Диалоги Шекспира выполняют почти все главные задачи драмы. Они служат для экспозиции действия, для создания атмосферы, для драматической борьбы. После того, как произошли какие-то действия, они суммируют изменившуюся ситуацию. Они подготовляют дальнейшее развитие событий; словом, все совершающееся в пьесе отражено в речах персонажей.

— Что в этом нового? — спросит читатель. — Ведь так происходит в драме всегда. Разве, читая Ибсена или Чехова, мы не узнаем обо всем из речей действующих лиц?

Различие заключается, грубо говоря, вот в чем. Из пьес Шекспира можно извлечь отдельные места и, расположив их в определенном порядке, составить словесное изложение всей фабулы. Из речей персонажей ясно, кто они, чего хотят и что с ними происходит. Рядом с непосредственно происходящим на сцене действием идет текст, в котором описано все совершающееся на наших глазах. Иногда это дополняется тем, чего мы не видим. Таким образом, поэзия Шекспира воздействует на нас, создавая в нашем сознании картины событий, как об этом говорил Гёте.

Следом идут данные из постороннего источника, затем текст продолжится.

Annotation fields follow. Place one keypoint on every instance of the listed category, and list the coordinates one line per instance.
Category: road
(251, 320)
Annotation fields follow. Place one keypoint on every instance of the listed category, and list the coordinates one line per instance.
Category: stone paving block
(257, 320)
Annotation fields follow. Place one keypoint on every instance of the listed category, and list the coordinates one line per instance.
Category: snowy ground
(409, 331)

Совсем иначе обстоит дело в пьесах нового времени. У Ибсена и Чехова диалог представляет собой воспроизведение обыденной речи. Многое скрыто в подтексте, и действительный смысл того, что говорят персонажи, раскрывается только при вдумчивом отношении к ситуации. Персонажи драм не говорят того, что принято скрывать. В этом отношении они кардинально отличаются от действующих лиц Шекспира.

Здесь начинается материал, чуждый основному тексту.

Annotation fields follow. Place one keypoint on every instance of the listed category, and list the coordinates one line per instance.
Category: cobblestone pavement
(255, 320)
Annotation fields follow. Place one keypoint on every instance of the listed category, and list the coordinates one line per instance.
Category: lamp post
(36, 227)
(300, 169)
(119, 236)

Пьесы Шекспира можно читать так же легко, как поэмы, тогда как драмы авторов нового времени требуют от нас известного напряжения при чтении, — мы должны мысленно представлять себе обстановку действия, жесты и другие разные элементы, которые можно увидеть только на сцене. У Шекспира все описано, вплоть до того, как выглядит в тех или иных случаях персонаж, хотя он находится перед нами, на сцене.

Напомню, что в «Гамлете» трижды описана внешность героя: первый раз — когда король и королева отмечают его мрачный вид и сам Гамлет говорит, что траурная одежда, которую он подробно описывает, не в состоянии передать всей глубины его горя; второй раз — когда Офелия рассказывает, как изменился внешний облик принца, лишившегося рассудка. Когда Гамлет беседует с матерью и в ее опочивальне появляется призрак покойного короля, это производит на принца такое впечатление, что королева поражается его внешним видом:

Нет, что с тобой? Ты смотришь в пустоту.
Толкуешь громко с воздухом бесплотным
И пялишь одичалые глаза.
Как сонные солдаты по сигналу,
Взлетают вверх концы твоих волос
И строятся навытяжку.

(III, 4, 116. СП)

А вот сцена встречи Лира с Гонерильей после того, как старый король отдал ей половину страны:

Лир

А, доченька. К чему эта хмурость? Последние дни ты все время дуешься.

Шут

Ты был довольно славным малым во время оно, когда тебя не занимало, хмурится она или нет. А теперь ты пуль без цифры. Я и то сейчас больше тебя. Я хоть шут, на худой конец, а ты совершенное ничто. (Гонерилье.) Молчу, молчу! Вижу, взглядом повелеваете вы мне молчать, хотя и не сказали ни слова.

(I, 4, 207. СП)

Ограничусь этими примерами, хотя подобных можно привести еще много. Их достаточно, чтобы напомнить о двойственной функции диалога у Шекспира. С одной стороны, диалог имеет непосредственное драматическое значение. Персонажи выражают себя, свои желания, спорят, отстаивают определенные интересы и в этом отношении являются живыми лицами, участниками драматического действия, обладающими более или менее подробно раскрытым характером. В не меньшей степени они являются носителями не только личного, но и некоего безличного начала. Было бы соблазнительно решить, что они выражают также и мысли автора, но тут мы совершили бы большую ошибку. Персонажи пьес в эпической и лирической форме движут развитие фабулы. Их устами говорит само событие, наконец — жизнь в целом.

Но Шекспир помнит еще об одной обязанности драматурга: сделать так, чтобы все происходящее на сцене было замечено зрителем. С этой целью он обращает внимание на жесты, мимику, интонацию речей персонажей.

Примечания

1. Плутарх. Сравнительные жизнеописании в трех томах, т. II. М., Изд. АН СССР. 1963, стр. 486—487.

2. Плутарх. Сравнительные жизнеописания... Т. II, стр. 490.